The following does the job for me:

c = [1,] + list( var( 'c1,c2,c3,c4,c5,c6' ) )
print "c is", c
var( 'x' );
T = taylor( sqrt( 1 + sum( [ c[k]*x^k for k in [1..6] ] ) ), x, 0, 6 )
# print T # for a long story
print "T has the following coefficients:"
for coeff, deg in T.coefficients( x ):
print "Degree %s: %s" % ( deg, coeff )


Results:

c is [1, c1, c2, c3, c4, c5, c6]
x
T has the following coefficients:
Degree 0: 1
Degree 1: 1/2*c1
Degree 2: -1/8*c1^2 + 1/2*c2
Degree 3: 1/16*c1^3 - 1/4*c1*c2 + 1/2*c3
Degree 4: -5/128*c1^4 + 3/16*c1^2*c2 - 1/8*c2^2 - 1/4*c1*c3 + 1/2*c4
Degree 5: 7/256*c1^5 - 5/32*c1^3*c2 + 3/16*c1*c2^2 + 1/16*(3*c1^2 - 4*c2)*c3 - 1/4*c1*c4 + 1/2*c5
Degree 6: -21/1024*c1^6 + 35/256*c1^4*c2 - 15/64*c1^2*c2^2 + 1/16*c2^3 - 1/32*(5*c1^3 - 12*c1*c2)*c3 - 1/8*c3^2 + 1/16*(3*c1^2 - 4*c2)*c4 - 1/4*c1*c5 + 1/2*c6

more

Somebody wanted really to see the c(0) squared appearing explicitly at all places and/or c(1), c(2), c(3), c(4), c(5), c(6) instead of c1, c2, c3, c4, c5, c6... else i cannot figure out the reason for the downgrade.

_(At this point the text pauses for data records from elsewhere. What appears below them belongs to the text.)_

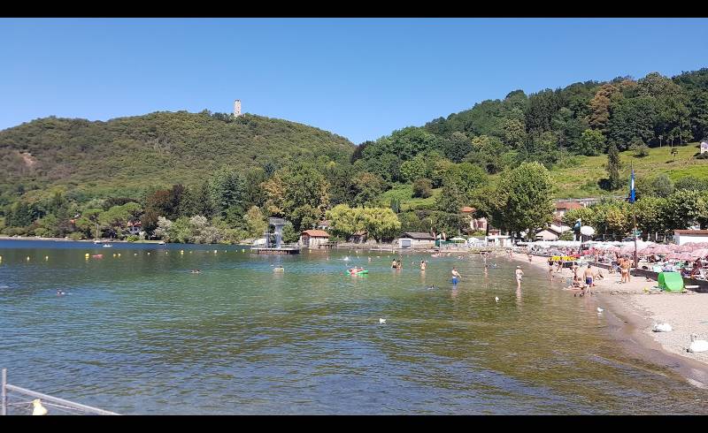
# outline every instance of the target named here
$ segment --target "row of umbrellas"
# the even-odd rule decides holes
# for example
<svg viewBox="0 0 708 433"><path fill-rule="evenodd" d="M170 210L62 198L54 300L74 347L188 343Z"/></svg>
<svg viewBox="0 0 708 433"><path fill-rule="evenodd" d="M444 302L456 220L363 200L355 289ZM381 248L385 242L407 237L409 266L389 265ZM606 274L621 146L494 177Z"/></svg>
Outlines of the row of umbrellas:
<svg viewBox="0 0 708 433"><path fill-rule="evenodd" d="M620 253L621 254L634 254L634 246L610 247L607 251L611 253ZM637 254L650 255L650 254L661 254L666 255L669 259L676 260L692 260L698 257L708 256L708 248L702 247L701 246L687 247L682 245L681 247L669 246L669 245L653 245L644 247L637 247Z"/></svg>

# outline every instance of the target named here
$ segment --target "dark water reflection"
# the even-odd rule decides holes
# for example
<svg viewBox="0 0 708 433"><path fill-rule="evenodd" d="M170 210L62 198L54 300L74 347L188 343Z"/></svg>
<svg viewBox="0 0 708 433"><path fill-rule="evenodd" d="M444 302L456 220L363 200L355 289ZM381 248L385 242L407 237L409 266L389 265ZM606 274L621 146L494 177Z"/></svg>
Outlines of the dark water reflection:
<svg viewBox="0 0 708 433"><path fill-rule="evenodd" d="M17 247L0 241L0 365L11 383L109 410L708 413L705 391L627 354L595 300L532 269L519 292L505 258L485 276L456 257L428 257L423 274L420 255L395 271L375 254ZM344 275L351 263L370 274Z"/></svg>

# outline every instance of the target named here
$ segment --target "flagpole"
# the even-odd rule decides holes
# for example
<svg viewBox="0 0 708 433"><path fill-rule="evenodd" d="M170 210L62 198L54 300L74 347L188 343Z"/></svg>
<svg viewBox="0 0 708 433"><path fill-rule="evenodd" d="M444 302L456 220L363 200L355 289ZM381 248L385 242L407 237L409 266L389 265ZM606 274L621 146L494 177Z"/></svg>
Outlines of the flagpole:
<svg viewBox="0 0 708 433"><path fill-rule="evenodd" d="M635 231L632 232L632 236L635 238L635 272L636 273L637 268L639 268L639 261L636 257L636 204L635 201L635 164L632 163L632 185L629 188L629 198L632 201L632 219L635 223Z"/></svg>

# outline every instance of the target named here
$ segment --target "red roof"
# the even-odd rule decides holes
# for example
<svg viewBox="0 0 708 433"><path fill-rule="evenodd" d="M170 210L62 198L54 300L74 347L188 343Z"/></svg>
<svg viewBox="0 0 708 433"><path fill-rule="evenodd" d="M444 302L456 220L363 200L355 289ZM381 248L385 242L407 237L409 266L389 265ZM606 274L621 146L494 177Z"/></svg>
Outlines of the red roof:
<svg viewBox="0 0 708 433"><path fill-rule="evenodd" d="M329 238L329 234L324 230L305 230L303 234L311 238Z"/></svg>

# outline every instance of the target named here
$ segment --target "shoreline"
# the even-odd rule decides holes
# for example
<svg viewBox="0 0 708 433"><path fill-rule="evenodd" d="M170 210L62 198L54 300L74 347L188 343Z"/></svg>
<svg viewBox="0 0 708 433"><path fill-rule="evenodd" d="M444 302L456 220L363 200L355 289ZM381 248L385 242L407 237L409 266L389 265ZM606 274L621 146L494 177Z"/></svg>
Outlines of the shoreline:
<svg viewBox="0 0 708 433"><path fill-rule="evenodd" d="M512 259L542 270L548 276L546 257L514 253ZM561 272L563 284L569 269ZM642 359L676 371L689 383L708 389L708 353L691 353L685 350L690 334L704 338L708 334L708 293L646 292L657 282L632 276L630 283L620 284L619 274L604 270L604 278L592 288L593 298L605 303L604 314L609 332L625 349ZM559 282L554 273L554 282ZM570 292L568 291L568 295ZM653 332L655 323L667 322L671 332Z"/></svg>
<svg viewBox="0 0 708 433"><path fill-rule="evenodd" d="M30 237L30 236L20 236L15 238L13 236L0 236L0 240L53 240L55 242L88 242L93 243L95 239L69 239L65 238L40 238L40 237ZM109 243L109 244L158 244L159 240L137 240L135 242L129 242L127 240L120 240L120 239L98 239L103 243Z"/></svg>

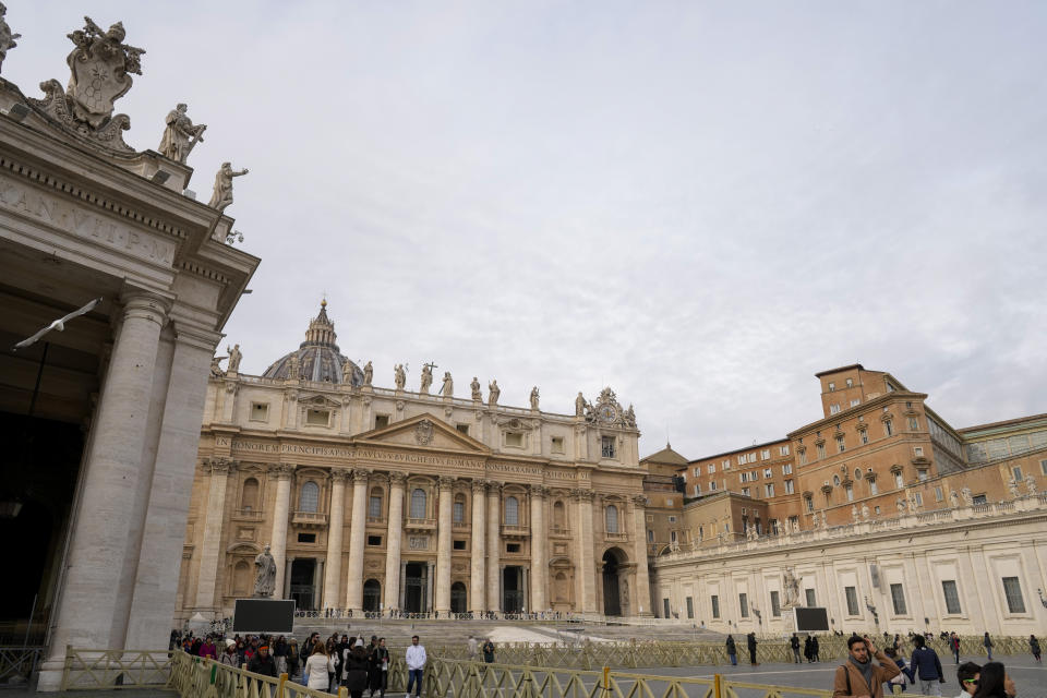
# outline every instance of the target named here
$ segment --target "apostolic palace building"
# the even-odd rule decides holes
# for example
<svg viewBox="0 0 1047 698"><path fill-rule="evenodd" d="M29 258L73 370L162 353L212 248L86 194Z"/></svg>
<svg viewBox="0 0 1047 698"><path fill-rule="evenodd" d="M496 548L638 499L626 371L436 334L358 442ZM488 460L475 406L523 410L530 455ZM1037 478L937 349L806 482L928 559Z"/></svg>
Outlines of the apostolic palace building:
<svg viewBox="0 0 1047 698"><path fill-rule="evenodd" d="M562 414L537 388L507 407L445 374L437 394L429 365L378 387L326 303L263 375L232 354L207 388L179 619L230 615L266 545L300 609L651 613L639 432L610 388Z"/></svg>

(There was some effort to make the output shorter and without this obvious squared root, so that the result is an algebraic, weighted homogenous expression in each x^k with predictible polynomials in c(1)^k and c(k)... This was the reason for setting c(0)=1 explicitly.)

Next time the solution will be:

Copy+format the given code:

k, z = var( 'k,z' );
c = function('c')
p = sum( c(k)*z^k, k, 0, 6 )


Then deliver the one line solution

T = taylor( sqrt(p), z, 0, 6 )


as required till degree 6 without showing the lenghty answer.